Featuring among the Italian provenances are nine bindings from the library formed by Bonaccorso Grino and members of the Pillone family, given fore-edge decoration painted by Cesare Vecellio, a relative of Italian painter Titian. The grouping is highlighted by Jean de Jandun’s volume of three medieval commentaries on Aristotle’s metaphysics and cosmology, formerly in the collection of Odorico Pillone (estimate $150,000/200,000). The contemporary binding is a magnificent medallion-stamped binding featuring Alexander the Great. 
 
Several of the German bindings were previously owned by members of the Fugger family of Augsburg, a mercantile and banking dynasty of the 15th and 16th centuries, who had many of their books finely bound in Venice by the so-called 'Fugger Binder'. Many of the bindings featured in this auction were bound by the prodigious book maker. 
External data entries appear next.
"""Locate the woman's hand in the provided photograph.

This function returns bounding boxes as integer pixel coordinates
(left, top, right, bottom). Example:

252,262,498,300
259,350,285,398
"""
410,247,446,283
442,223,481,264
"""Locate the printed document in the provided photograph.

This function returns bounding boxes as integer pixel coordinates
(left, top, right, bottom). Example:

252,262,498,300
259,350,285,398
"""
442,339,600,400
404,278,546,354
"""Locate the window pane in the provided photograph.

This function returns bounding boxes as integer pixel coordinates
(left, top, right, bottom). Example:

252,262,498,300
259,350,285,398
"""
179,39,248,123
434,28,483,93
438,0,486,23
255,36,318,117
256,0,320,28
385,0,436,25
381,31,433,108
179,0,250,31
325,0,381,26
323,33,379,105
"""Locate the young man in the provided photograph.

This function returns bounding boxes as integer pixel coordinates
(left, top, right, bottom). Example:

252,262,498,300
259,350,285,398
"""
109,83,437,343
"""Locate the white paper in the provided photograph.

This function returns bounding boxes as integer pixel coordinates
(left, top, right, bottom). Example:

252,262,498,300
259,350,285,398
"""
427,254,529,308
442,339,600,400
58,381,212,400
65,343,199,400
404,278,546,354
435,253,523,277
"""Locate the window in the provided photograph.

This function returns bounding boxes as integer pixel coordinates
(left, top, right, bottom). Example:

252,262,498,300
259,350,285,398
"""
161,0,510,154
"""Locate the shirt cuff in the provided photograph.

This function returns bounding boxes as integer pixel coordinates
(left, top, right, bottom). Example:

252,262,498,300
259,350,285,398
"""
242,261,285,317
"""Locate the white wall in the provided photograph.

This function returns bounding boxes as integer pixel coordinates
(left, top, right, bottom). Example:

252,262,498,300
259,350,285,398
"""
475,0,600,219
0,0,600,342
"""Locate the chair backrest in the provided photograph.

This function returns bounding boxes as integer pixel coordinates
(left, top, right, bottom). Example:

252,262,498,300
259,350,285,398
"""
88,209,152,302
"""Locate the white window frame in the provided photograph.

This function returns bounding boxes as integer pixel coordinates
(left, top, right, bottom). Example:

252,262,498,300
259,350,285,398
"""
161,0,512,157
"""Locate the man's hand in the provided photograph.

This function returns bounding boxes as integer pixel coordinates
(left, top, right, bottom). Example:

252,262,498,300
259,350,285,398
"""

T. Kimball Brooker was former Managing Director at Morgan Stanley and is currently President of the Barbara Oil Company. He graduated from Yale with a bachelor’s degree in French literature, and in 1962 was awarded Senior Prize of the Adrian Van Sinderen Book Collecting Prizes at Yale. Brooker’s theses for both his Harvard Business School MBA (“Rare Books as a Hedge against Devaluation and Inflation”) and his University of Chicago MA in Art History (“The Diffusion of Binding Styles in the Sixteenth Century between Italy and France”) dealt with the history of the book. Brooker went on to achieve a terminal degree in Art History, titling his doctoral dissertation “Upright Works: The Emergence of the Vertical Library in the Sixteenth Century.” Brooker established the T. Kimball Brooker Prize sponsored by the University of Chicago, to foster a love of the book and to encourage book collecting among undergraduate students. 

The series begins with a live evening sale on October 11, with the first sale dedicated to the Aldine editions on October 12. A public pre-sale exhibition will be on view at Sotheby’s York Avenue galleries October 5 – 11 . Additional sales will take place in New York and London through 2025.